Specially when you are mentoring a junior, this type of processes can help them to mature their thinking process and grow as engineers. At the end, we expect them to excel at code reviewing, automated testing, design, and other very important factors!

Conclusions

One of the biggest problems I've seen in this industry for some years is that we as developers don't put effort into the ability to abstract low-level concepts, we think more about implementation details. We should acknowledge they are not just programming tickets and making nice CSS or REST Endpoints or JS functions, or a Kubernetes Cluster, or a gRPC infrastructure, those are merely a toolset to solve problems. Actually, tickets that do imply creating a JS function or refactor function getUser or stuff like that just increase the level of implementation detail thinking, and it's really easy to lose the overview.
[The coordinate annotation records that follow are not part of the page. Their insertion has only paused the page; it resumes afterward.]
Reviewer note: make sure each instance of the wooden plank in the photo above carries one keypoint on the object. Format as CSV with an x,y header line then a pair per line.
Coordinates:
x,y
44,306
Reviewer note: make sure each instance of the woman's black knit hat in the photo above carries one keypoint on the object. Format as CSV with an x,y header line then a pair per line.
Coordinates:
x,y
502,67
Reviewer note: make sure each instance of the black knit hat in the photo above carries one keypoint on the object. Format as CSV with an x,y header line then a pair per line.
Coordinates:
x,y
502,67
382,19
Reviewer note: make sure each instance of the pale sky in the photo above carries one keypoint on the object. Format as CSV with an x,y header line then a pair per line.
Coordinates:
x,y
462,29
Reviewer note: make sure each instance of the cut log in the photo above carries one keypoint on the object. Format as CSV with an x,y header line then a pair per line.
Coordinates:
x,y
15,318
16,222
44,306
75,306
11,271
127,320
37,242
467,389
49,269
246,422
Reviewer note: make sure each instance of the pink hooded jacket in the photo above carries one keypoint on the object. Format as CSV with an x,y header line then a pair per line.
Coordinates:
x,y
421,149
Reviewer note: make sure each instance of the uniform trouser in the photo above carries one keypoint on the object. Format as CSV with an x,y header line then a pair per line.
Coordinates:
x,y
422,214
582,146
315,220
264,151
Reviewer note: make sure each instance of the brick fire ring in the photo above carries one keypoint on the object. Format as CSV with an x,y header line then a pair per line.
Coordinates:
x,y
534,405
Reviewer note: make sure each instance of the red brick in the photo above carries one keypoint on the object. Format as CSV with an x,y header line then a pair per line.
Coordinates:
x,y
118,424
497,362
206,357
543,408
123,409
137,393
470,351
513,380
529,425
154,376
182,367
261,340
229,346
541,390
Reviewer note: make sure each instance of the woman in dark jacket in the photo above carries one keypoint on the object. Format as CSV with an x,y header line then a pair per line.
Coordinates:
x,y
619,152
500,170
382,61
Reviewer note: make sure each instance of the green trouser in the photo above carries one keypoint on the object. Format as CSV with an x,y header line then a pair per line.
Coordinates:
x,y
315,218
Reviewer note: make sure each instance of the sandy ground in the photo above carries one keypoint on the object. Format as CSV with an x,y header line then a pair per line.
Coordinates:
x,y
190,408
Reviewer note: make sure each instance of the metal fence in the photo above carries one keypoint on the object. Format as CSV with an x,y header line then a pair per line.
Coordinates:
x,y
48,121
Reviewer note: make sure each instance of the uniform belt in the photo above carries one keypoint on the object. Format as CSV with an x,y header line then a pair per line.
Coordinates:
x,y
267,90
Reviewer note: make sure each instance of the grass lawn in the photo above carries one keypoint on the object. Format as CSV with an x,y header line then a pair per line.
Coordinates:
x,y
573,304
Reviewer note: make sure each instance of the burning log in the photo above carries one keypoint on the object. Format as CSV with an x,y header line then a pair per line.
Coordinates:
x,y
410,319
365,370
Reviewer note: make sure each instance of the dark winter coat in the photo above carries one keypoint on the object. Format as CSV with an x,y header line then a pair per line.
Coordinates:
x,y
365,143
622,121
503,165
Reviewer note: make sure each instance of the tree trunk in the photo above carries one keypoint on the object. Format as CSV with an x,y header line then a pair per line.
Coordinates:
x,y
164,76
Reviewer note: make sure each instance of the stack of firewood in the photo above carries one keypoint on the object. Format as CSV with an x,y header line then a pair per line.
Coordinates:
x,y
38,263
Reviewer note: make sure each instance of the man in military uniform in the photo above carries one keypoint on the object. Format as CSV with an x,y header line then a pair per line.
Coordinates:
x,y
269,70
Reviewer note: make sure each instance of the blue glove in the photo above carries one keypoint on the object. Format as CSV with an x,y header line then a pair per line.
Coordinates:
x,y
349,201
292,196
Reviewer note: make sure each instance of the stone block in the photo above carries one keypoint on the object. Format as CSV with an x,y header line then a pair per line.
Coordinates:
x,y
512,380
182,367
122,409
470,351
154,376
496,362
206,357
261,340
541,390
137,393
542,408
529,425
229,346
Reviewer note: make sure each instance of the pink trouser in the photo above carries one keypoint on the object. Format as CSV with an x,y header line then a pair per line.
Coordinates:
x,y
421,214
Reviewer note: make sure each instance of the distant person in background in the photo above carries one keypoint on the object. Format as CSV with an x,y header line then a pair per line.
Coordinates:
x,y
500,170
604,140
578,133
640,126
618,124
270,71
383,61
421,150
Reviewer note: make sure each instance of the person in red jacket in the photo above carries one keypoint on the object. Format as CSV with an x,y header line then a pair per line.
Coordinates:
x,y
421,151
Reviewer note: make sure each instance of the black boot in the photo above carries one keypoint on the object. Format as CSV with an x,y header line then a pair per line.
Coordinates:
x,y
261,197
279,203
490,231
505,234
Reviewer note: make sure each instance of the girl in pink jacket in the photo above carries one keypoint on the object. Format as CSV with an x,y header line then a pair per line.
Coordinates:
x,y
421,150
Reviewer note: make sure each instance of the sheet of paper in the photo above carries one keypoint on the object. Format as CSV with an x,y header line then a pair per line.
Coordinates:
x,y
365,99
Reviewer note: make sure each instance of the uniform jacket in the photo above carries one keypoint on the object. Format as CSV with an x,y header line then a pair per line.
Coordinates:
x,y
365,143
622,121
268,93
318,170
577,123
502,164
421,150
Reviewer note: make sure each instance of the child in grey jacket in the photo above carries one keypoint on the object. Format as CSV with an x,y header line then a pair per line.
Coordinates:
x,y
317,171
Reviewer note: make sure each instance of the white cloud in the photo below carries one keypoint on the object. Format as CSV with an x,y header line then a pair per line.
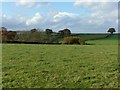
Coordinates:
x,y
34,20
26,3
63,16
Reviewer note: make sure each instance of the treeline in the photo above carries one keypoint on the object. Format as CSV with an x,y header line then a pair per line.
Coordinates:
x,y
41,37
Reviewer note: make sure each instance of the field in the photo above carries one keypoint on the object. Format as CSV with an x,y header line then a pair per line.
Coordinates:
x,y
58,66
113,40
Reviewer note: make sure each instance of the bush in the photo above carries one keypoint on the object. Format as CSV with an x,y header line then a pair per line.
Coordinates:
x,y
73,40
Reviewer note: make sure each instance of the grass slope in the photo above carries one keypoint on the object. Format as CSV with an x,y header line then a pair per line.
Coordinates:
x,y
50,66
113,40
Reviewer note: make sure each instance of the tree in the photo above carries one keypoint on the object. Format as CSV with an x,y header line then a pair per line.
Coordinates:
x,y
11,35
65,32
111,30
48,31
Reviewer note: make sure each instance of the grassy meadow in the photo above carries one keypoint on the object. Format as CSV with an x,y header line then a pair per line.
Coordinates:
x,y
61,66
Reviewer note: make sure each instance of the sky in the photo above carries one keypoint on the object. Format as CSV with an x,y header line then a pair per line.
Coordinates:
x,y
80,16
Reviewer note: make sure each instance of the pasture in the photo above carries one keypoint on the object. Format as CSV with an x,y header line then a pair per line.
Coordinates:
x,y
59,66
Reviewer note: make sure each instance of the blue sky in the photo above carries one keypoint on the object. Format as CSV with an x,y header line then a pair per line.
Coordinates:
x,y
79,17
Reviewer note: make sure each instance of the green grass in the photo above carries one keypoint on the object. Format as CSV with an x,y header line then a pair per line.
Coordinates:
x,y
113,40
57,66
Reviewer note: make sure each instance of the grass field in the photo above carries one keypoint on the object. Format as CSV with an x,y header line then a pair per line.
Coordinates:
x,y
113,40
57,66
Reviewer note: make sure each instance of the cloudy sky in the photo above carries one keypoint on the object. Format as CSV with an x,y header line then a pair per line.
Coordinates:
x,y
80,16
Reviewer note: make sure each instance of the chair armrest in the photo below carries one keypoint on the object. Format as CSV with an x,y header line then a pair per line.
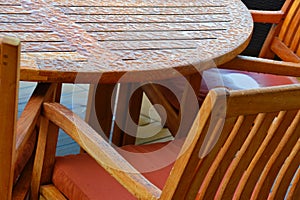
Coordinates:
x,y
262,16
262,65
101,151
28,119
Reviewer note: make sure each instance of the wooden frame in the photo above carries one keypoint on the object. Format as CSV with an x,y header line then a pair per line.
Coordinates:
x,y
254,134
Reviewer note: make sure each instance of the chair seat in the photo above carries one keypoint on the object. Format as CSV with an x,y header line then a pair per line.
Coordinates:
x,y
231,79
94,182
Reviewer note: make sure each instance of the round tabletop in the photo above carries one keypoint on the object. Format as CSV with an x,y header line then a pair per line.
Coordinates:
x,y
67,39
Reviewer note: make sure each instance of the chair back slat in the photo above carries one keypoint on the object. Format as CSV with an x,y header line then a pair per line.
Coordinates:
x,y
289,32
287,172
266,169
242,160
294,190
256,152
283,38
9,78
290,24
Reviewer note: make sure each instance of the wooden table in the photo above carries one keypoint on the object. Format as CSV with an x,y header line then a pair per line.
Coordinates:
x,y
72,41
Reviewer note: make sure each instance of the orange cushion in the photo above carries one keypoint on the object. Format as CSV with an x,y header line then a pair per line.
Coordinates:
x,y
231,79
80,177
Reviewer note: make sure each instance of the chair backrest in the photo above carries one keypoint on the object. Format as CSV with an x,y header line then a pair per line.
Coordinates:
x,y
284,38
248,148
9,79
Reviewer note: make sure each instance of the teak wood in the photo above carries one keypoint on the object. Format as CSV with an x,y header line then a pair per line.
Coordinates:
x,y
282,41
242,145
17,136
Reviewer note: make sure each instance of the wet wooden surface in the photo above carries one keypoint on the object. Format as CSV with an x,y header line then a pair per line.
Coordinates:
x,y
144,39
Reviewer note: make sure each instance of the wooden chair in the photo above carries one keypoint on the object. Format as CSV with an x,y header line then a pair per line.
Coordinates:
x,y
282,42
242,145
17,137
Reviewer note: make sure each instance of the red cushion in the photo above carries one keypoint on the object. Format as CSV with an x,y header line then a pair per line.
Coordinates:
x,y
231,79
80,177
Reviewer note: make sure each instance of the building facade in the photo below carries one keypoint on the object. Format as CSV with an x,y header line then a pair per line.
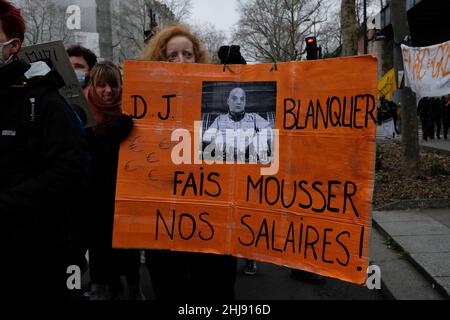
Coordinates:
x,y
114,29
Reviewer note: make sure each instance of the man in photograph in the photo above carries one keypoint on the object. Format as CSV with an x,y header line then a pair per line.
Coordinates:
x,y
239,135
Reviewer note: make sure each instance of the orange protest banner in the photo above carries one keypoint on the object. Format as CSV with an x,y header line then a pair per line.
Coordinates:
x,y
275,165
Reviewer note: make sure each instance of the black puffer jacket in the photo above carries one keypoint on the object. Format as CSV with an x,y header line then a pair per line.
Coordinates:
x,y
42,158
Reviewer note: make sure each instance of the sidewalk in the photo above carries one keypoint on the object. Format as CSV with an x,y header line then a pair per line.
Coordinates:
x,y
424,238
441,144
421,238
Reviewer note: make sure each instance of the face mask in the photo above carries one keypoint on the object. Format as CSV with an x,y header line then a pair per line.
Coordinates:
x,y
2,45
80,76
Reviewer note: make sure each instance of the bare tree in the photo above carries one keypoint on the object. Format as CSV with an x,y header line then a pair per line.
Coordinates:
x,y
45,20
349,27
181,9
329,34
275,29
211,38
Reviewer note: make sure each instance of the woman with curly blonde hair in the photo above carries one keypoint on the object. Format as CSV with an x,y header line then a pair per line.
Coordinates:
x,y
186,275
161,46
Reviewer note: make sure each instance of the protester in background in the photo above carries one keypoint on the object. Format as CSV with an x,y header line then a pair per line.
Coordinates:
x,y
446,114
388,117
104,93
186,275
82,60
436,117
42,171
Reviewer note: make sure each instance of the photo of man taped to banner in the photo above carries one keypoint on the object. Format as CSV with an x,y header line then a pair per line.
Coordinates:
x,y
237,121
308,208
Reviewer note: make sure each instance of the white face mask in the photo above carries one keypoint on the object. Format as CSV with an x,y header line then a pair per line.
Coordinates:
x,y
2,45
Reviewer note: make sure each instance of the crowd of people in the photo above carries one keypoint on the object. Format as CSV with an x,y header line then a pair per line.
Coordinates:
x,y
434,114
58,179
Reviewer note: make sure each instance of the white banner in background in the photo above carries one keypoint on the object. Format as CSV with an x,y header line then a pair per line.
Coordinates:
x,y
427,69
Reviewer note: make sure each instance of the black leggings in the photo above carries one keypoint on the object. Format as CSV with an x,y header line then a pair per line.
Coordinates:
x,y
191,276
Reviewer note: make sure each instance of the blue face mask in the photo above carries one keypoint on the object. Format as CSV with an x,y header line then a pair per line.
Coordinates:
x,y
2,45
80,76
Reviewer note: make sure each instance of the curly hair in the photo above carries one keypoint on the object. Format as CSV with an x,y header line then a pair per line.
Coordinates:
x,y
155,50
11,20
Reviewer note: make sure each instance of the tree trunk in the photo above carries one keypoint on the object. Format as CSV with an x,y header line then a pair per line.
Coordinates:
x,y
409,126
349,27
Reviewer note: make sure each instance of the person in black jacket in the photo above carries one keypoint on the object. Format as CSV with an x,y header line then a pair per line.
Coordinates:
x,y
104,94
42,171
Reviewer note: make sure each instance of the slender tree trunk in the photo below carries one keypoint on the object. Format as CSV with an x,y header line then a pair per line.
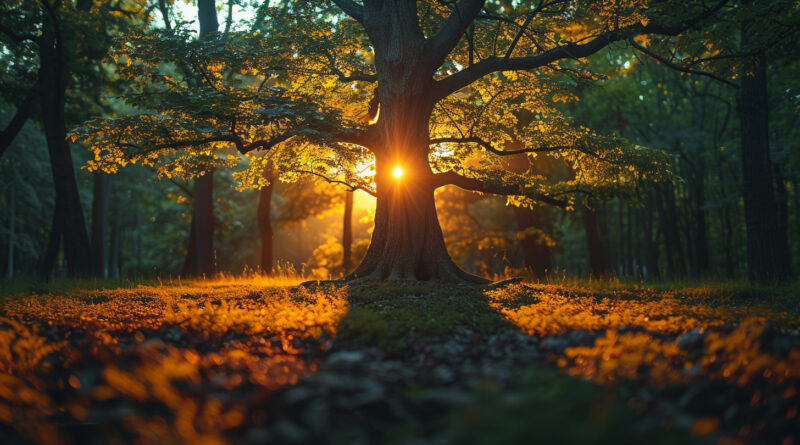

We should rather think on abstractions, so that we can defer the implementation details until they are important, and this will also help us to create a better architecture to grow the system and make things easier for developers and stakeholders to understand the system and make modifications in business terms, not low-level terms. A good abstraction I've kept doing when it makes sense is the concept of a Use Case from Clean Architecture, where you define a class that receives the name of a Use Case (verb + subject). For example, CreateUser, ConnectIntegration, etc.